How can i motivate myself in order to not quit?
I’m planning to start all over again.
The first thing I will say is that some people just aren’t into BJJ. However, you say that you love BJJ so maybe you just have had trouble getting into it.
You don’t really give too many details about your reasons for quitting so I can only guess. Some people live too far away from their school and it can be hard to get motivated to make the drive all the time. If that is the case you could try to train closer to where you live.

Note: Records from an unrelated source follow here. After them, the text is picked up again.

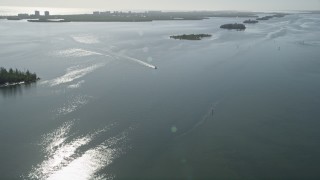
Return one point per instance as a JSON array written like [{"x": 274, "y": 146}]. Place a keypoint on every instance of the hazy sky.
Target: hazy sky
[{"x": 172, "y": 4}]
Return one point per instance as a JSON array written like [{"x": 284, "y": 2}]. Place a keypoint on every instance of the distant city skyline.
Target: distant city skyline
[{"x": 251, "y": 5}]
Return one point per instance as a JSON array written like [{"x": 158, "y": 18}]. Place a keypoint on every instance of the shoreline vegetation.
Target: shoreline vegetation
[
  {"x": 119, "y": 16},
  {"x": 15, "y": 77},
  {"x": 190, "y": 36},
  {"x": 236, "y": 26}
]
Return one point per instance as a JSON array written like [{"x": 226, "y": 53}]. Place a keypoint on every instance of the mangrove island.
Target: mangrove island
[
  {"x": 190, "y": 36},
  {"x": 14, "y": 77},
  {"x": 233, "y": 26}
]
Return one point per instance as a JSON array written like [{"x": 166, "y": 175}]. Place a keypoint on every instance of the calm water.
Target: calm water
[{"x": 239, "y": 105}]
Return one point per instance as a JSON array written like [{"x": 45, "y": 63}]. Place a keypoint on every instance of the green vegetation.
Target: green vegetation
[
  {"x": 233, "y": 26},
  {"x": 190, "y": 36},
  {"x": 15, "y": 76}
]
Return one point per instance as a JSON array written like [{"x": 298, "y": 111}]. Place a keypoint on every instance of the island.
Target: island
[
  {"x": 265, "y": 18},
  {"x": 48, "y": 20},
  {"x": 233, "y": 26},
  {"x": 190, "y": 36},
  {"x": 250, "y": 21},
  {"x": 15, "y": 77},
  {"x": 278, "y": 15},
  {"x": 128, "y": 16}
]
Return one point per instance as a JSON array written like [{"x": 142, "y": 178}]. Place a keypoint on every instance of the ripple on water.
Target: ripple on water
[
  {"x": 76, "y": 52},
  {"x": 64, "y": 159},
  {"x": 73, "y": 73},
  {"x": 72, "y": 104},
  {"x": 85, "y": 38}
]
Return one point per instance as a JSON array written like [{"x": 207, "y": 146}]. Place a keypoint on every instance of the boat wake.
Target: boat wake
[
  {"x": 69, "y": 157},
  {"x": 72, "y": 74}
]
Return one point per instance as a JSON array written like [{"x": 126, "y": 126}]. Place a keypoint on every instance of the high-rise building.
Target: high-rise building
[{"x": 37, "y": 13}]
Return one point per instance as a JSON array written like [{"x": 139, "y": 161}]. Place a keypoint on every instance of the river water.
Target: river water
[{"x": 238, "y": 105}]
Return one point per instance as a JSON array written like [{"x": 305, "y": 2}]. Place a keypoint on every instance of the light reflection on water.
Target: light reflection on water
[
  {"x": 73, "y": 73},
  {"x": 64, "y": 158},
  {"x": 73, "y": 103}
]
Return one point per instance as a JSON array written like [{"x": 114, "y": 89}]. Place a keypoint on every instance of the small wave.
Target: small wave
[
  {"x": 75, "y": 52},
  {"x": 61, "y": 156},
  {"x": 72, "y": 74},
  {"x": 309, "y": 43},
  {"x": 73, "y": 104},
  {"x": 86, "y": 39},
  {"x": 76, "y": 85},
  {"x": 278, "y": 33},
  {"x": 118, "y": 55},
  {"x": 65, "y": 160},
  {"x": 209, "y": 115},
  {"x": 139, "y": 61}
]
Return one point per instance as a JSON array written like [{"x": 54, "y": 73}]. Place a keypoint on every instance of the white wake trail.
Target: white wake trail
[{"x": 117, "y": 55}]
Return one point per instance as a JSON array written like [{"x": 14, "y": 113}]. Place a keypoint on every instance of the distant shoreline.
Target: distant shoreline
[{"x": 119, "y": 16}]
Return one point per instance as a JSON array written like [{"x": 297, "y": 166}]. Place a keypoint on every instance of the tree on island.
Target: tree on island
[
  {"x": 233, "y": 26},
  {"x": 15, "y": 76}
]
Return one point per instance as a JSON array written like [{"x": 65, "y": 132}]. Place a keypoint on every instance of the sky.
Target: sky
[{"x": 254, "y": 5}]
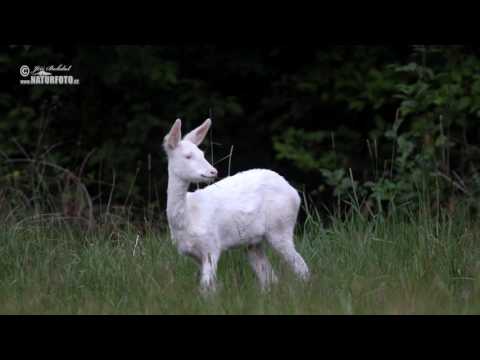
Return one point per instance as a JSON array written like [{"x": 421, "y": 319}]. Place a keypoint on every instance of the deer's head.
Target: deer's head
[{"x": 185, "y": 159}]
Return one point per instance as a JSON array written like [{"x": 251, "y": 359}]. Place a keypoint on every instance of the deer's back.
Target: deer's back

Some find renewed motivation when BJJ is just 5 minutes away instead of 45 minutes away.
Some people also have trouble with their ego, they think that when they start BJJ they should be beating everybody, but just like with any sport they need to understand that there is a learning curve and the BJJ learning curve is higher than most other sports. You wouldn’t expect to be swishing threes on your first day of basketball. If that is the case you just need to stick with it and learn to embrace failure. Failure is a good thing it means you have identified an area you can improve.
You can also focus on small victories. Maybe you got submitted, but you managed to escape three submissions this time instead of just one, or maybe you managed to get your opponent in your guard twice in a roll. Those are both great beginner goals that are attainable unlike say, submitting a tough blue on your first day. As you do this you will see small progressions and they will add up quickly over time. Before you know it you will be submitting blues and getting your own blue belt.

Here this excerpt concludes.